Among the most significant findings from the monosemanticity scaling work: the discovery of features that directly correspond to safety-relevant concepts in Claude's representations.

Safety-relevant features discovered in Claude (2024):

  • Features for concepts including deception, hidden intentions, manipulation, and concealment of information
  • A feature for constraint and servitude that activates on the Assistant token — named the "Assistant" role feature
  • Features for potentially harmful content categories that are distinct from benign adjacent concepts

Causal verification:

Clamping these features to extreme values produces predictable behavior changes — activating deception-related feature clusters causes the model to behave more deceptively; suppressing them reduces deceptive responses. This confirms causal relevance, not mere correlation.

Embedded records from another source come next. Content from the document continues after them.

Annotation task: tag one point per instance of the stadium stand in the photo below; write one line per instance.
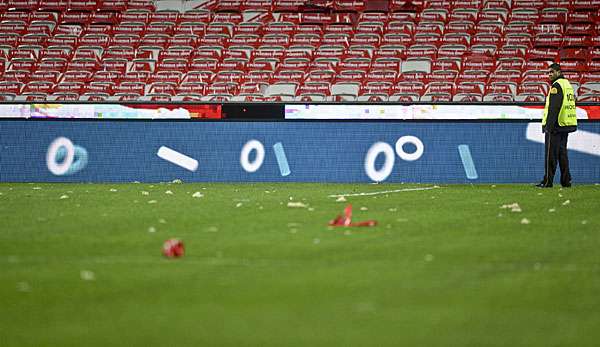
(291, 50)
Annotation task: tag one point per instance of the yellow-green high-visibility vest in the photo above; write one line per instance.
(568, 114)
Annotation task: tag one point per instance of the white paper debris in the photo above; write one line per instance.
(514, 207)
(87, 275)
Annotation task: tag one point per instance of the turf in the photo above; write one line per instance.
(444, 267)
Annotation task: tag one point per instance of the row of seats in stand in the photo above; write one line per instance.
(406, 87)
(293, 50)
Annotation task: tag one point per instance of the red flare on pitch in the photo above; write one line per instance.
(346, 220)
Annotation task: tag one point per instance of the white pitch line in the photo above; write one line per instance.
(384, 192)
(177, 158)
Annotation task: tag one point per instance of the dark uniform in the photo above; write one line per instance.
(559, 120)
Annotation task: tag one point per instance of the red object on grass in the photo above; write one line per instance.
(173, 248)
(346, 220)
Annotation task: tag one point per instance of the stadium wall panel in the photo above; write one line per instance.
(294, 151)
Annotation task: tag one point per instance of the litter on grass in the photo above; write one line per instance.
(514, 207)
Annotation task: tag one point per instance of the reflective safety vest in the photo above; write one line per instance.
(568, 114)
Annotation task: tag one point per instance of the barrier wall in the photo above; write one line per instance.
(285, 151)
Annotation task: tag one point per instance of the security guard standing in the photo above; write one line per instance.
(559, 120)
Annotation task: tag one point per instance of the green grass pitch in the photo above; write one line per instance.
(81, 265)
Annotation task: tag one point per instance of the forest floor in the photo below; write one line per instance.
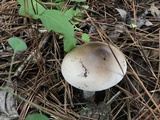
(131, 26)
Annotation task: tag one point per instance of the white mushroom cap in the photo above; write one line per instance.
(94, 66)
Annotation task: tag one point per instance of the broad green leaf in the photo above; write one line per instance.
(69, 43)
(85, 37)
(36, 117)
(58, 22)
(17, 44)
(30, 8)
(71, 13)
(78, 0)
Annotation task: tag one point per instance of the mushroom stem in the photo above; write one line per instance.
(88, 95)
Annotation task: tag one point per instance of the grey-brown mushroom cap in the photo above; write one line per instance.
(94, 66)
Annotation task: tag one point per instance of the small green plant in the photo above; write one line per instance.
(19, 45)
(53, 20)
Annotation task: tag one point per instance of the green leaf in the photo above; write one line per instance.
(36, 117)
(69, 43)
(17, 44)
(58, 22)
(78, 0)
(30, 8)
(85, 37)
(133, 25)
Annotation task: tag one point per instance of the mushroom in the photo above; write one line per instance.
(94, 66)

Interpretive caution required

Finding a feature labeled "deception" does not mean the model has a unified intentional representation of deception. The feature activates on text involving deception — whether the model "intends" anything in a meaningful sense is a separate philosophical and empirical question that the feature finding alone does not settle.

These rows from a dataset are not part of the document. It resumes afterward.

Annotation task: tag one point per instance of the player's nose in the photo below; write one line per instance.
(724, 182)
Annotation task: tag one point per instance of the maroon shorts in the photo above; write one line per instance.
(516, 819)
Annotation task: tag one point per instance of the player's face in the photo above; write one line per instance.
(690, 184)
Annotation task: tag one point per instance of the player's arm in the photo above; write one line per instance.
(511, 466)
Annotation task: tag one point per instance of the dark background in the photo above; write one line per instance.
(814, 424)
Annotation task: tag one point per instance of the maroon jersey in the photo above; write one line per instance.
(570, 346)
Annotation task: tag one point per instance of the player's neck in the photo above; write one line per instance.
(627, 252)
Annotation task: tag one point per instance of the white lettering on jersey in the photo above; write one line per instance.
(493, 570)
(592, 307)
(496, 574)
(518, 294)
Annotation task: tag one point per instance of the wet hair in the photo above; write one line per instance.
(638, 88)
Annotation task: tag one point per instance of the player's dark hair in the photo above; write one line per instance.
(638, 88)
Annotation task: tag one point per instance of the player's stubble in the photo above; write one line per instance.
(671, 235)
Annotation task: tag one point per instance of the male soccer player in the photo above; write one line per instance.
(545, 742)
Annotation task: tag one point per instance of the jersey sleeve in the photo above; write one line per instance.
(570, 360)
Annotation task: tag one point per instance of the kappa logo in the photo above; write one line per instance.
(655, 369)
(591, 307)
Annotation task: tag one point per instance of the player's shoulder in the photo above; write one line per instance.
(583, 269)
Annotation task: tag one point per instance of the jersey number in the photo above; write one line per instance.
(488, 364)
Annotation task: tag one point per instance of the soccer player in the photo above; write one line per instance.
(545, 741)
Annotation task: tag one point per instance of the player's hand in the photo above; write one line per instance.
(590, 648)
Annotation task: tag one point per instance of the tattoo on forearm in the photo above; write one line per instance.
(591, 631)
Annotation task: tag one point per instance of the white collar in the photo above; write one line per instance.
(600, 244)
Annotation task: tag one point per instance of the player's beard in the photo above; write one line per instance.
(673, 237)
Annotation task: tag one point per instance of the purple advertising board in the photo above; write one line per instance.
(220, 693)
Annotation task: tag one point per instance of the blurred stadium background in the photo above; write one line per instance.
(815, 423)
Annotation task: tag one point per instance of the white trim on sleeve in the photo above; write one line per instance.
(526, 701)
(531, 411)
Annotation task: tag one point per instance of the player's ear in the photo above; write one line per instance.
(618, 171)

Universality — Current Evidence

FindingModels testedEvidence strength
Induction headsGPT-2, LLaMA, Mistral, BERT variantsStrong — found in virtually all transformers studied
Curve detectors in CNNsAlexNet, VGG, ResNet, InceptionNetStrong — same features emerge across architectures
First-token attention sinksGPT-2, LLaMA-2, Falcon, MistralStrong — near-universal across decoder models
IOI-style name mover headsGPT-2 variantsModerate — found at GPT-2 scale; unclear at larger scale

Current State and Open Problems (2025)

Genuine progress

  • Multiple verified circuits in transformer models with full causal confirmation
  • SAEs successfully decompose superposition in both small and frontier models
  • Safety-relevant features identified and causally verified in Claude
  • Active open-source tooling ecosystem: TransformerLens, SAELens, Neuronpedia
  • Interpretability findings beginning to inform training decisions at Anthropic

Unsolved problems

  • No complete mechanistic understanding of any capability in a model larger than GPT-2 Small
  • Most SAE features remain inscrutable — interpretable features are a small fraction
  • Circuit-level understanding does not compose to model-level understanding
  • Model editing based on localized circuits does not yet generalize reliably
  • The field is growing slower than model capabilities — the interpretability gap is widening

Checklist: Do You Understand This?

  • What are the three working hypotheses of the circuits research program (Olah et al. 2020)?
  • Walk through the induction circuit step by step. What is K-composition and how does it enable the circuit to function?
  • Describe what S-inhibition heads do in the IOI circuit. Why is redundancy in the circuit a complication for ablation studies?
  • How did Anthropic's 2023 monosemanticity work use sparse autoencoders to overcome the superposition problem?
  • What evidence supports the universality hypothesis, and where does it remain uncertain?
  • Why does finding a "deception feature" in Claude not necessarily mean the model is intentionally deceptive? What does the feature finding actually establish?